No longer just sci-fi, however, this scenario is swiftly becoming another terrifying instance of future fantasy morphing into present reality.
The MARS (Machine-Assisted Analytic Rapid-Repository System) by the United States Defense Intelligence Agency (DIA) is the acronym for this Skynet-esque initiative so aptly styled after the Roman deity of war. The DIA touts its mission as “to provide intelligence on foreign militaries to prevent and decisively win wars.”
Godlike indeed in scope, little is known about the nuts and bolts of the system as most of its architecture and internal design is of course classified but, as an information technology engineer, I constructed a similar intelligent defense system for a client in the private military/security field, and so can lay it out in broad terms.
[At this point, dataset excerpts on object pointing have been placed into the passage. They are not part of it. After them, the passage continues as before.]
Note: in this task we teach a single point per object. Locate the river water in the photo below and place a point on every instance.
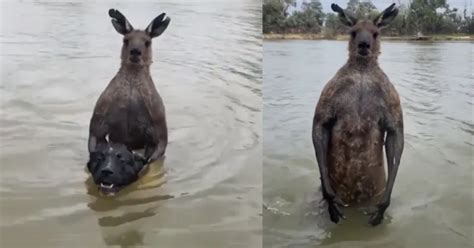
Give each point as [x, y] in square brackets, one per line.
[57, 57]
[432, 201]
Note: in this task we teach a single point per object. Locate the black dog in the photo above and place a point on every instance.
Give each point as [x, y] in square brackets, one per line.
[114, 166]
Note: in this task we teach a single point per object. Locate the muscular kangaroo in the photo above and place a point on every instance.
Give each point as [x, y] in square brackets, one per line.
[129, 112]
[357, 113]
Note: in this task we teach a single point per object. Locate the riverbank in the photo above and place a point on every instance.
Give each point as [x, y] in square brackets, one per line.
[321, 36]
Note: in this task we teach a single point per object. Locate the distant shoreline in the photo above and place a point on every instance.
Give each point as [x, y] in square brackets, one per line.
[346, 37]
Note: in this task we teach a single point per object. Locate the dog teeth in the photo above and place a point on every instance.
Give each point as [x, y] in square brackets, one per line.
[106, 186]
I built from scratch modules for acquisition, data collection, and data extraction with AI based on a neural network neuron that highlighted specific events within a set range of sensors, enabling an intelligent decentralized cyber response. This platform is similar to the five main modules of MARS - infrastructure, order of battle, and intelligence mission data, cyber-space, and counter space modules.
“MARS is another example of how DIA relentlessly pursues every means to gather and analyze all possible information on foreign militaries in support of our military planners, operators and policymakers. I am incredibly proud of the team's ability to lead this critical transformation…” said the agency’s Director Lt. Gen. Scott D. Berrier, the DIA reported on its website in April.